Ein wichtiges Mittel im Kampf gegen die überall lauernden Zombies ist das Feuer. Schnell wird aus einer Flasche und einem Lappen ein Molotowcocktail. Auch mit angelegten Brandfallen und brennenden Geschossen lassen sich die Untoten erfolgreich bekämpfen.

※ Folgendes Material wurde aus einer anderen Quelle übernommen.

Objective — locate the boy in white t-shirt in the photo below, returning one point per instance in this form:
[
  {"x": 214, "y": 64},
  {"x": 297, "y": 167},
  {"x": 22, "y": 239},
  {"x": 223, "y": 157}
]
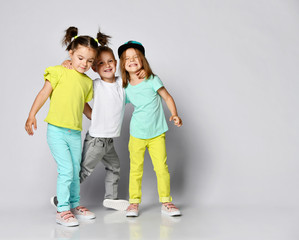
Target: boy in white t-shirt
[{"x": 106, "y": 120}]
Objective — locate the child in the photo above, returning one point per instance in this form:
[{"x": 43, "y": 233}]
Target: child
[
  {"x": 68, "y": 91},
  {"x": 148, "y": 125},
  {"x": 106, "y": 120}
]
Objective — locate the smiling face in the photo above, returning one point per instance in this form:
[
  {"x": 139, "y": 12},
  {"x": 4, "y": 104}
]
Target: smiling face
[
  {"x": 133, "y": 62},
  {"x": 82, "y": 58},
  {"x": 106, "y": 66}
]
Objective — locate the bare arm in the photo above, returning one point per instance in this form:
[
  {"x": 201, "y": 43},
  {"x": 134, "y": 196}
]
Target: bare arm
[
  {"x": 87, "y": 111},
  {"x": 39, "y": 101},
  {"x": 171, "y": 106}
]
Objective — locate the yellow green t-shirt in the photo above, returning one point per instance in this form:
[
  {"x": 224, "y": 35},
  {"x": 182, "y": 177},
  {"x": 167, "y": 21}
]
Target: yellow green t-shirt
[{"x": 71, "y": 90}]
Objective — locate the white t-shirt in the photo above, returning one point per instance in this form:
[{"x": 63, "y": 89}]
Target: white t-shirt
[{"x": 108, "y": 108}]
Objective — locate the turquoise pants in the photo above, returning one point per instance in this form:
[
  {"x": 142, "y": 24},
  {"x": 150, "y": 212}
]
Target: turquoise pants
[{"x": 66, "y": 148}]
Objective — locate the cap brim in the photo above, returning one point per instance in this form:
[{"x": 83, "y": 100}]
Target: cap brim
[{"x": 126, "y": 46}]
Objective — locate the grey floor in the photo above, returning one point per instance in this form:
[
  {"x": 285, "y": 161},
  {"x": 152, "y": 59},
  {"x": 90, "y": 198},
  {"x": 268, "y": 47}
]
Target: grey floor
[{"x": 203, "y": 223}]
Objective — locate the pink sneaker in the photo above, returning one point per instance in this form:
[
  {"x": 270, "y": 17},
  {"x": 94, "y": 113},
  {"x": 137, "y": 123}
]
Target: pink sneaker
[
  {"x": 66, "y": 218},
  {"x": 83, "y": 213},
  {"x": 170, "y": 209},
  {"x": 132, "y": 210}
]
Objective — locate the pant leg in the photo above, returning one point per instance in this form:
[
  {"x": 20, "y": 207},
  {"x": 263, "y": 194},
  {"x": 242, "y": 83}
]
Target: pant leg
[
  {"x": 61, "y": 153},
  {"x": 75, "y": 145},
  {"x": 137, "y": 149},
  {"x": 93, "y": 152},
  {"x": 112, "y": 166},
  {"x": 157, "y": 151}
]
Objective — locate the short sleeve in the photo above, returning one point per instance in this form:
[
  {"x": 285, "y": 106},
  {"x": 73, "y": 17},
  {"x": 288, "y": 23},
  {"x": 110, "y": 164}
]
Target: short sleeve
[
  {"x": 52, "y": 74},
  {"x": 89, "y": 95},
  {"x": 127, "y": 100},
  {"x": 156, "y": 83}
]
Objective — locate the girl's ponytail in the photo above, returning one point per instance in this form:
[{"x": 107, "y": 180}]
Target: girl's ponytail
[
  {"x": 69, "y": 34},
  {"x": 72, "y": 40},
  {"x": 103, "y": 39}
]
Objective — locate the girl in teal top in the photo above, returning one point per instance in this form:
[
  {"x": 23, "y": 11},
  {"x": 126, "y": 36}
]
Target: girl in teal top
[
  {"x": 147, "y": 126},
  {"x": 68, "y": 91}
]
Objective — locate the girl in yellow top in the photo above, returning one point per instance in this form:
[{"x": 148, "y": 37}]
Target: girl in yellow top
[{"x": 68, "y": 90}]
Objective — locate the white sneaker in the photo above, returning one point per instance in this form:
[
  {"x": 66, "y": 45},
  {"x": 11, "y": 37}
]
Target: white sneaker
[
  {"x": 66, "y": 218},
  {"x": 83, "y": 213},
  {"x": 170, "y": 209},
  {"x": 116, "y": 204},
  {"x": 132, "y": 210}
]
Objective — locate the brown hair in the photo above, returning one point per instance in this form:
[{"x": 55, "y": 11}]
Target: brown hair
[
  {"x": 104, "y": 41},
  {"x": 86, "y": 41},
  {"x": 125, "y": 75}
]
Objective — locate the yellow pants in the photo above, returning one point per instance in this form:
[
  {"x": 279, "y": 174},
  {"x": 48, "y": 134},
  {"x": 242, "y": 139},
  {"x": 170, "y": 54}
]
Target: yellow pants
[{"x": 157, "y": 151}]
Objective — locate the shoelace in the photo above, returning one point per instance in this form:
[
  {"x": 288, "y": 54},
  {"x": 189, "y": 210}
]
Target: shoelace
[
  {"x": 170, "y": 206},
  {"x": 66, "y": 215},
  {"x": 132, "y": 207},
  {"x": 82, "y": 209}
]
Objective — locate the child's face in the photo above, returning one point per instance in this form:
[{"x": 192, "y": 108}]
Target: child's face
[
  {"x": 82, "y": 58},
  {"x": 132, "y": 61},
  {"x": 106, "y": 66}
]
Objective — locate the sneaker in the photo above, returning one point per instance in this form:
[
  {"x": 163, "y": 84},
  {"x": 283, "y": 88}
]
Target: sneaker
[
  {"x": 170, "y": 209},
  {"x": 116, "y": 204},
  {"x": 54, "y": 201},
  {"x": 66, "y": 218},
  {"x": 132, "y": 210},
  {"x": 83, "y": 213}
]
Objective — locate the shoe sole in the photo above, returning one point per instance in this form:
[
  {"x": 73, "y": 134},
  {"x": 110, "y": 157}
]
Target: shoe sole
[
  {"x": 85, "y": 217},
  {"x": 119, "y": 205},
  {"x": 131, "y": 214},
  {"x": 172, "y": 214},
  {"x": 67, "y": 224}
]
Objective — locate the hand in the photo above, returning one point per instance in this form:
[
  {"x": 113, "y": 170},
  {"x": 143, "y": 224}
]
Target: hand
[
  {"x": 141, "y": 74},
  {"x": 28, "y": 125},
  {"x": 176, "y": 120},
  {"x": 67, "y": 64}
]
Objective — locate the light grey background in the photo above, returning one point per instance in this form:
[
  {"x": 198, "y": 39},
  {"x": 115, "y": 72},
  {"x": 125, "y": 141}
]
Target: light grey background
[{"x": 231, "y": 66}]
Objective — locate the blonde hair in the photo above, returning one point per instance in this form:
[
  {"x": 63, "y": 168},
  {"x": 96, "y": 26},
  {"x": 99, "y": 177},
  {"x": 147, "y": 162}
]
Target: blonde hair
[{"x": 123, "y": 72}]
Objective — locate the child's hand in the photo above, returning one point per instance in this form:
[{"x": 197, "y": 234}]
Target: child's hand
[
  {"x": 176, "y": 120},
  {"x": 28, "y": 125},
  {"x": 141, "y": 74},
  {"x": 67, "y": 64}
]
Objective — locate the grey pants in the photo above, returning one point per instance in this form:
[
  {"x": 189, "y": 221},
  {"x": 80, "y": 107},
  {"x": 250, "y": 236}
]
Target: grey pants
[{"x": 96, "y": 150}]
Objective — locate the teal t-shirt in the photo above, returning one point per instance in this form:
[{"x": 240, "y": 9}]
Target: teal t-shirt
[{"x": 148, "y": 119}]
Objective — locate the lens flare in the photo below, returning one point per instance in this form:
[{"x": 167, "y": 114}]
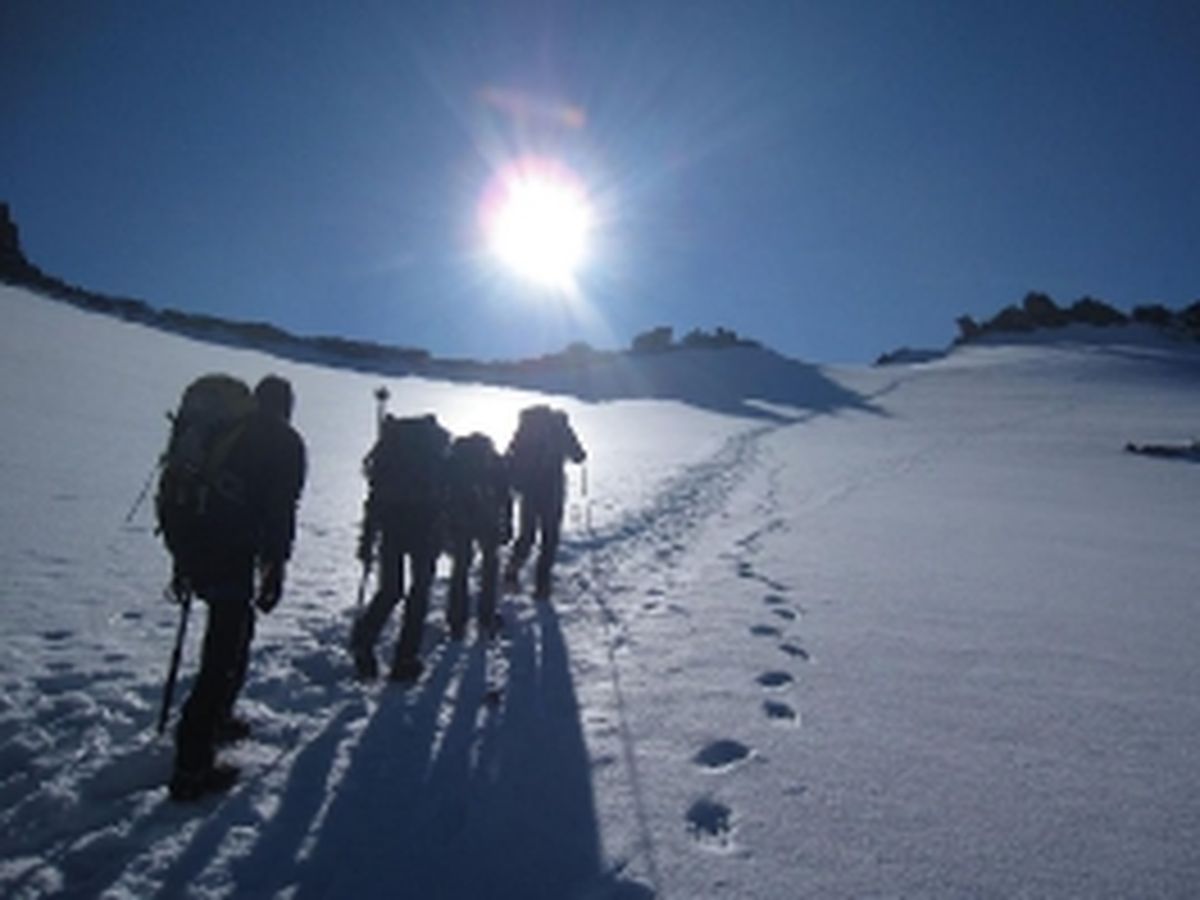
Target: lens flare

Cthulhu-Mythos mit unaussprechlichen Monstern

Der erste Teil von «Alone in the Dark» wurde 1992 vom französischen Unternehmen Infogrames veröffentlicht. Die Geschichte der Reihe beruht auf dem von H. P. Lovecraft ersonnenen Cthulhu-Mythos. Dort treffen die Akteure auf unaussprechliche, für den gesunden Geist nicht erfassbare Monster. Die Umsetzung der grafischen Darstellung war damals technisch völlig neu. Anders als bei den meisten Action-Adventures wurden die spielrelevanten beweglichen Objekte vollständig als 3D-Objekte gestaltet. Mit der innovativen Grafik und der Angst einflößenden Atmosphäre wurde «Alone in the Dark» zu einem Klassiker. Viele andere Spiele versuchten, das Prinzip mehr oder weniger erfolgreich zu kopieren. Bis 1994 erschienen jedes Jahr neue Folgen, bevor nach sechs Jahren Pause der vierte Teil «The New Nightmare» veröffentlicht wurde.

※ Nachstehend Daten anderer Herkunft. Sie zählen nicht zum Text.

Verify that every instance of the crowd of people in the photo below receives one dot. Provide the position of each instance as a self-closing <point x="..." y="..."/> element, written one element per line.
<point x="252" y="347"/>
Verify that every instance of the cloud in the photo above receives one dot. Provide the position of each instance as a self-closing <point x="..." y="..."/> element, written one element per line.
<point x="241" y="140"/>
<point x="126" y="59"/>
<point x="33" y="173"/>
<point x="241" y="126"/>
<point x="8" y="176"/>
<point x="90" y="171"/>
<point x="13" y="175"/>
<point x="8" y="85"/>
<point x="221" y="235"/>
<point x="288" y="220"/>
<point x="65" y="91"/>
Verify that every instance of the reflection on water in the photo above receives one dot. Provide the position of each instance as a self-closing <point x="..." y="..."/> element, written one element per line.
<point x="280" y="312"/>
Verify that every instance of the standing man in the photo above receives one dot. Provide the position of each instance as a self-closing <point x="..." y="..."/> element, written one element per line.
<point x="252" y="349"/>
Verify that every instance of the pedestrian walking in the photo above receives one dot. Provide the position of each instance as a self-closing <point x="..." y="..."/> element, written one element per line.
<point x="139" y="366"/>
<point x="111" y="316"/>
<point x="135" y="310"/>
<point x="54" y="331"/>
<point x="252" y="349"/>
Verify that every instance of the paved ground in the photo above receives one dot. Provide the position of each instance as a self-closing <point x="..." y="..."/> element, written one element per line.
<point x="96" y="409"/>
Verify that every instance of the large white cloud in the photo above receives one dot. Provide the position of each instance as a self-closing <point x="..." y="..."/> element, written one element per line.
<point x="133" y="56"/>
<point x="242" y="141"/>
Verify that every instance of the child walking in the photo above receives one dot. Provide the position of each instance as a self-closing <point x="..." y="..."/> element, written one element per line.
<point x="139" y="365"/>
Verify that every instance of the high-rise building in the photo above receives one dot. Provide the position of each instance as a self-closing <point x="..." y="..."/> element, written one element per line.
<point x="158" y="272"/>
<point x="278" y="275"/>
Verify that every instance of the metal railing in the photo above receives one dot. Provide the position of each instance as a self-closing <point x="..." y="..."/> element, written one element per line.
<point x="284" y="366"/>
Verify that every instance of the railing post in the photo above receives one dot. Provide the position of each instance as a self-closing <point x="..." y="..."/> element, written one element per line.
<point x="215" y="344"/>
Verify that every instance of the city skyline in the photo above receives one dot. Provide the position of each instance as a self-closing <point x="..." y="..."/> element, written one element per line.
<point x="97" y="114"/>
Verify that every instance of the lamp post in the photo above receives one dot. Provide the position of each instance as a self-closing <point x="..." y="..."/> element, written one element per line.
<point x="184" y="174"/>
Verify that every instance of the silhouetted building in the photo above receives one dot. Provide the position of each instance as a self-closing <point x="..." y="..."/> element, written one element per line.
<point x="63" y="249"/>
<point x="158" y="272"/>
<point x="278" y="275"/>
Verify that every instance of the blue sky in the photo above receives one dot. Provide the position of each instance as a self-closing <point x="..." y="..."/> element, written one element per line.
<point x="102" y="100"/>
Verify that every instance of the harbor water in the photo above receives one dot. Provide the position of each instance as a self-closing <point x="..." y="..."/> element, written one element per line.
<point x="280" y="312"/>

In dem jetzt erschienen fünften Teil sind die Aufgaben mitunter sehr schwierig ausgefallen. Die Kletterpartie im Fahrstuhlschacht endet bei den ersten Versuchen mit einem tödlichen Sturz. Da helfen nur Ausprobieren und der mehrfache Neustart. Das Speichersystem kennt allerdings nur ungenaue Speicherpunkte. Nach seinem Tod kommt Edward Carnby an einem früheren Zeitpunkt wieder ins Spiel und muss bereits gelöste Aufgaben noch mal bestreiten.

Die Atmosphäre stimmt, aber der Schwierigkeitsgrad ist unausgewogen und die Steuerung über Tastatur oder mit einem Gamepad macht auch nicht immer Freude. Das trübt leider das Vergnügen. Für Freunde gruseliger Action ist «Alone in the Dark» dennoch Pflicht und sorgt für so manche Gänsehaut.

Das Spiel läuft unter Windows (ab XP) mit einem Prozessor ab 3,2 GHz, einem GB Arbeitsspeicher und einer 3D-Grafikkarte mit 256 MB. «Alone in the Dark 5» ist im Vertrieb von Atari erschienen und kostet rund 40 Euro. Das Spiel hat keine Jugendfreigabe erhalten.